Yin Yoga, also known as Taoist Yoga, targets connective tissue, specifically ligaments and tendons in the joints and spine. To lengthen the connective tissue, we extend the duration of the postures, engaging in static stretching. When the muscle is fully stretched, the stress reaches the connective tissue. In yin yoga, asanas are usually held for three to five minutes. Because of the long duration of asanas, one of the key values cultivated in the practice of yin yoga is patience. It is quite a meditative practice.
If the muscles are cold, they will be less elastic, and more therapeutic stress will be transferred to the connective tissue. For this reason, it is recommended that yin yoga be practiced earlier in the day, before physical activity that warms the muscles and increases their elasticity. However, some note that practicing yin yoga after a strenuous day is psychologically soothing.
Over time, practice of yin yoga can lengthen these tissues, increasing range of motion. As connective tissue accounts for about fifty percent of the body’s resistance to range of motion, focusing on connective can dramatically increase flexibility. The intensity and physical benefits of the practice depend on duration of the asana (pose) and the temperature of the muscle.

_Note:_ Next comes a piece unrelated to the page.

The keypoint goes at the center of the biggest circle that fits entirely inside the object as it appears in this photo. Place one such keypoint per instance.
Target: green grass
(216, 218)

Ciara explains each move in an unruffled, easy-to-understand manner, emanating a sense of patience and ease. She helps people to calm themselves. Students find her to be friendly and approachable. With Ciara’s lead you’ll come back to a place of inner retreat and relaxation. Her focus on awareness and alignment ensures that you maintain safety during this class.
Ciara is a school teacher and is also certified in children’s yoga. A little known aspect of her life is that she spins fire!